Google instaló toboganes en sus oficinas para deslizarse entre los pisos, Zappos invita a disfrazarse como sus animales favoritos. Otras empresas a ser ninjas. Metegoles, videojuegos, patinetas son elementos habituales en las oficinas En Inventionland se incluyen barcos piratas, una casa en el árbol y un zapato gigante. Expedia, una agencia de viajes, tiene su local instalado como si fuera un bar nocturno, con barra y taburetes. Spicer llama esta tendencia, «el síndrome del bienestar». En su artículo concluye: «Pero pese a todos los esfuerzos, el trabajo sigue siendo un asco» (sic).
Toda esta corriente surge de un supuesto que lleva muchas décadas de vigencia. Se basa en que un empleado feliz, termina siendo más productivo. El acento, como siempre, está puesto en la productividad, ajeno a la pretensión de bienestar. Dicho de un modo más crudo, lo verdaderamente importante es que produzca más, no que sea feliz.
Lo interesante es que diversos estudios posteriores demostraron que aquella causalidad -a mayor felicidad, mayor producción- no era tan cierta. En algunos casos, cobra sentido. Por ejemplo, en quienes tienen que atender al público, pero no sucede lo mismo con los que deben enfrentar una negociación o si su estado de felicidad impide detectar un engaño.

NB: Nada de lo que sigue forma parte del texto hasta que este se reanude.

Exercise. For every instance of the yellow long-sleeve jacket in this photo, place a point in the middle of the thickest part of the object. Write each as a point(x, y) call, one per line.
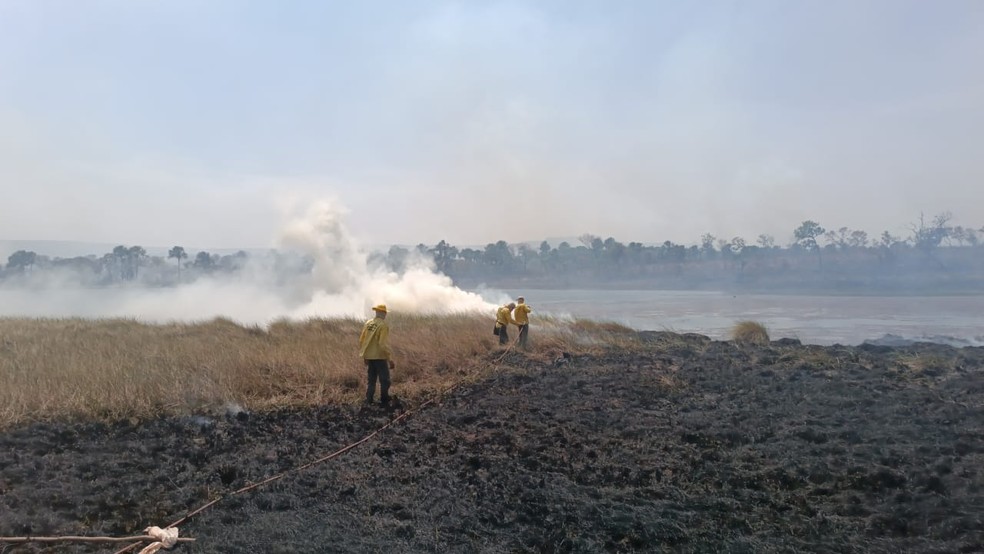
point(522, 313)
point(503, 316)
point(374, 340)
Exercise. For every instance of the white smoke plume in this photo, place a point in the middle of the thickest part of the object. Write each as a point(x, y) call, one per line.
point(341, 283)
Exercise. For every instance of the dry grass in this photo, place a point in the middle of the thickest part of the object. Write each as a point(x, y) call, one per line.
point(118, 368)
point(750, 332)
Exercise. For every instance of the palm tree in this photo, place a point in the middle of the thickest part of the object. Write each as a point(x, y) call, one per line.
point(179, 253)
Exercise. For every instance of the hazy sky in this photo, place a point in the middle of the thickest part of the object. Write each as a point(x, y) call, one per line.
point(202, 122)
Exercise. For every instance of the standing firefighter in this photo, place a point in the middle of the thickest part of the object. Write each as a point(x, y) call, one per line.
point(503, 317)
point(522, 316)
point(374, 349)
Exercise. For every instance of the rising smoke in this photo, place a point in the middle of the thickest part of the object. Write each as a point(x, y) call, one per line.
point(341, 282)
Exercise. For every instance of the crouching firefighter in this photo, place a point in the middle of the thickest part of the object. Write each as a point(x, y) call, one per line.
point(503, 317)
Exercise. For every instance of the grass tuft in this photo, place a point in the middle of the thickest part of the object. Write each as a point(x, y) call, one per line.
point(110, 369)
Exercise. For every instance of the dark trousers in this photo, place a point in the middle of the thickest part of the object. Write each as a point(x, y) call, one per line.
point(378, 369)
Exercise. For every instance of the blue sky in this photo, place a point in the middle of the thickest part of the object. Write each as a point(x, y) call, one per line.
point(205, 122)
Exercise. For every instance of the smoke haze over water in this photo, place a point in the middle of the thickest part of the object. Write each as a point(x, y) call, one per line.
point(341, 282)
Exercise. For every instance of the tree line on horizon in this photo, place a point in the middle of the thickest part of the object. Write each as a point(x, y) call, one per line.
point(933, 245)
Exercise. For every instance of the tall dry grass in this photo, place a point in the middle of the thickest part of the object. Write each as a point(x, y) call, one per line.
point(119, 368)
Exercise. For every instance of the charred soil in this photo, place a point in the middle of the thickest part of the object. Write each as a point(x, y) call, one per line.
point(684, 445)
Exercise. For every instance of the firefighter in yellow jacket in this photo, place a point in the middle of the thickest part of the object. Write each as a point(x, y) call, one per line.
point(503, 317)
point(374, 349)
point(522, 315)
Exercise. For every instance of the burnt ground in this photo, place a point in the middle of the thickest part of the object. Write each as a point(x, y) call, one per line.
point(690, 445)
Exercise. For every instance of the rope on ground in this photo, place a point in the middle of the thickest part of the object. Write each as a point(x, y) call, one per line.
point(71, 538)
point(495, 364)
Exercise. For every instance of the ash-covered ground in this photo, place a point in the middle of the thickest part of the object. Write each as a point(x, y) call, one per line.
point(689, 445)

En otro estudio que el autor cita, realizado en una cadena de supermercados del Reino Unido, los empleados menos satisfechos eran los más productivos y rentables. Estos datos abren un debate muy interesante, donde sería ilegítimo tomar posiciones previas.
Otro ejemplo que se expone es lo que sucedió con Nokia, otrora líder en el mercado de teléfonos celulares. Desarrolló un sistema operativo, Symbian, que no funcionaba adecuadamente, pero los mandos medios temían informar los datos negativos porque no estaba bien visto el pesimismo. Todo bien, todo mejor siempre. Pum para arriba, pero Nokia terminó retirándose del mercado, abatido por Apple y Samsung.
Spicer llega a una deducción: «Querer ser feliz en el trabajo está muy bien, pero estar obligado a ser feliz en el trabajo puede traer problemas». Todo lo cual lleva a reflexionar sobre esta tendencia juguetona que lo único que provoca es una presión diferente sobre los trabajadores, pero presión al fin. Sería necesario hacer un estudio serio sobre las distintas variantes de la felicidad en el trabajo porque, de hecho, existen.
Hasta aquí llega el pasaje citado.